Step 1: Start by sitting on the ground with a weighted barbell over your legs and a band above your knees. Lay down on the floor with the bar positioned just over your hips.
Step 2: Pushing through with your heels, stretch your hips through the bar vertically to begin the exercise. Your weight should be supported by the heels of your feet and your upper back.
Step 3: Reverse the action to return to the starting position after extending as far as you can.
Step 4: You need to perform 5 sets of 30 reps, with 30 seconds of rest.
Negative One-And-A-Half-Rep Rear-Foot-Elevated Split Squat
The negative one-and-a-half-rep rear-foot-elevated split squat is a variation of the split squat exercise that places a greater emphasis on the eccentric or lowering phase of the movement. It is a challenging exercise that targets the muscles of the lower body, including the quadriceps, glutes, and hamstrings.
Step 1: Start by placing your left knee on a floor pad or cushion in front of a bench.
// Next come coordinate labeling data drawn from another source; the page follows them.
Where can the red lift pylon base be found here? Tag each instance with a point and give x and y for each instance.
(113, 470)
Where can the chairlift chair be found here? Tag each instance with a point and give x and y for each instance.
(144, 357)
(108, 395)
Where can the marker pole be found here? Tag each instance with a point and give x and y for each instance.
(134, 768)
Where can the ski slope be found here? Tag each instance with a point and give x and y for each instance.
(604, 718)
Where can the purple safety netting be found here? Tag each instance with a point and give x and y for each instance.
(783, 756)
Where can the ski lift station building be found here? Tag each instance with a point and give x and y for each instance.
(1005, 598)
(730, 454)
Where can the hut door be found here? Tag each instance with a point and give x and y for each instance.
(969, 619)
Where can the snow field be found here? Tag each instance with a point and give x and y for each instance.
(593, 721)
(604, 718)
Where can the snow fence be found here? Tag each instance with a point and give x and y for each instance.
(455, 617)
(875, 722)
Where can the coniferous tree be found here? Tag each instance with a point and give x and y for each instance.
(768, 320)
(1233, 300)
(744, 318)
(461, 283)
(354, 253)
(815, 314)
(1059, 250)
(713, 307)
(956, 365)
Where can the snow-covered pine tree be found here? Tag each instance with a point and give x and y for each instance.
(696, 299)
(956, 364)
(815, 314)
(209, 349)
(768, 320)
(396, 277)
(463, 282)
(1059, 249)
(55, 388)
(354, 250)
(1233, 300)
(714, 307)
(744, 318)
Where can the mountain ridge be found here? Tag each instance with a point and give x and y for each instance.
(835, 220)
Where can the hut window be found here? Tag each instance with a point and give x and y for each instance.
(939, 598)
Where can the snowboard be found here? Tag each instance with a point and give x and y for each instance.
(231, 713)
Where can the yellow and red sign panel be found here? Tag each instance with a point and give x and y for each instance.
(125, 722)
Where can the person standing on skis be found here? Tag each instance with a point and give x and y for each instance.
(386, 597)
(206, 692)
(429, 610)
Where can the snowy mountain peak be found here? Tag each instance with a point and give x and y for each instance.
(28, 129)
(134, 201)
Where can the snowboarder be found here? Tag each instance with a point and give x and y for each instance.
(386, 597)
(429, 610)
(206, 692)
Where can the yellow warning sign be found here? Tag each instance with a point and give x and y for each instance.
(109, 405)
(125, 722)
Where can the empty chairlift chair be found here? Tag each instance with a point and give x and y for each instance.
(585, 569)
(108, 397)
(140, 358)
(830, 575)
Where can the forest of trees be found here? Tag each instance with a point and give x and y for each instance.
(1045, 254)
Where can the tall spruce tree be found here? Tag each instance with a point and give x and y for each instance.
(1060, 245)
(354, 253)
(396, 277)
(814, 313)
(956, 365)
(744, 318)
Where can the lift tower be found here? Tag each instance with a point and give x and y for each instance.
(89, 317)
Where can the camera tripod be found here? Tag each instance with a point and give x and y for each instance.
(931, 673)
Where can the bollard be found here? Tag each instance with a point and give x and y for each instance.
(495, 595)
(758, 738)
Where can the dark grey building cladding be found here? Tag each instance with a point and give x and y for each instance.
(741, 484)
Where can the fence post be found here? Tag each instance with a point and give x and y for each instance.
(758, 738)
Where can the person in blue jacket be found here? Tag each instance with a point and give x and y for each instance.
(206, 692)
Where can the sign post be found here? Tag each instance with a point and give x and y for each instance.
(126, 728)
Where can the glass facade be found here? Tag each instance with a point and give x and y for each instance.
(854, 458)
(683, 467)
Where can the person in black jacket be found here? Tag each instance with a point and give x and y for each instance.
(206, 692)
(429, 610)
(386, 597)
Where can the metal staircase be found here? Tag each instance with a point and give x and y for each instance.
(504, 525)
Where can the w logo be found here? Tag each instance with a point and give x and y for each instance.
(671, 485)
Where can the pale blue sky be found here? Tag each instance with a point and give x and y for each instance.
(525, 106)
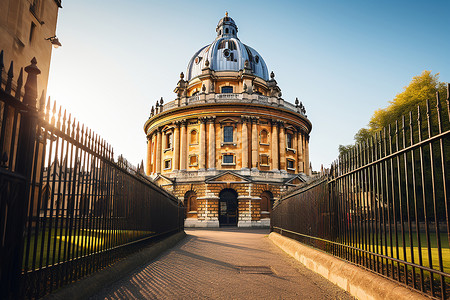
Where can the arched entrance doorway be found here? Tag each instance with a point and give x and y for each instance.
(190, 202)
(266, 204)
(228, 207)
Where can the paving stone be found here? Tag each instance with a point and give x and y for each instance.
(224, 263)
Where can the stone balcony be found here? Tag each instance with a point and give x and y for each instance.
(230, 98)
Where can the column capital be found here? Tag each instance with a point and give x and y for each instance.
(245, 119)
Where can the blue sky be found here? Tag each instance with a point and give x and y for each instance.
(343, 59)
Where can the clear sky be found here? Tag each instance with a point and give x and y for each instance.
(342, 59)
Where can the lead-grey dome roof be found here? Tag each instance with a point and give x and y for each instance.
(227, 53)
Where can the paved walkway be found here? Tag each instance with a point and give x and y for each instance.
(224, 264)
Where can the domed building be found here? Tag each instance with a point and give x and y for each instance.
(228, 145)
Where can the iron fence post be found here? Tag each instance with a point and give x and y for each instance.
(25, 151)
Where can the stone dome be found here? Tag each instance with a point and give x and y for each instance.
(227, 53)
Step 2: Place the left foot on the bench with the shoelaces lying on top.
Step 3: Keep your front right foot firmly planted. Make sure there is enough space between your feet if it is too near, your right knee will track over your foot excessively, and if it is too far, your hip flexion will be restricted. While starting, your knee should be in line with your toes.
Step 4: Keep your ribs down, your torso straight, and your abs tight.
Step 5: With a neutral spine, push your right foot into the ground until you are standing.
Step 6: Slowly descend, and then repeat.
Skater squat exercises help to build stronger glutes, which further leads to an increase in the size of your buttocks. Instead of working both sides of your body at once, this exercise works just one side at a time. Exercises like the skater squat strengthen your lower body and get your body ready for actions you need in everyday life.
Step 1: Stand up straight, While keeping both knees bent, inhale as you extend one leg approximately a foot behind you. As a counterbalance, extend your arms in front while keeping your abs tight. Your rear knee should softly tap the ground or a raised pad.
Step 2: The back shouldn’t curve, but the torso should bend forward at an angle as if your chest were moving towards your front knee.
Step 3: Breathe out as you raise your front leg to your standing position.
Step 4: You can repeat this for 5-10 reps, and switch sides.
Sidestep Squats With Resistance Bands
The excellent glute-targeting exercise known as the “Sidestep Squat” simply needs a loop band. This workout strengthens your core and increases performance by enhancing stability and balance, this exercise is ideal for the lower body.
Step 1: Start by employing a medium-light tension band. Holding onto both handles, stand on top of it.
Step 2: while maintaining strain on the band, take a wide step out to the right into a squat.
Step 3: Step in with your left foot. Stepping out and stooping to the right as you go across the room, keep doing so as far as you can.
Step 4: Continue the other way and you can repeat this for 10-12 reps.
Your important actions, including walking, running, and jumping, are controlled by your lower body. A strong lower body aids in improving balance, stability, and posture as well as helping you stay injury-free while doing regular tasks. We hope the information above might assist you in your quest to develop a powerful and toned lower body. These exercises will not only strengthen your lower body but also enhance your general health and increase the endurance of your muscles.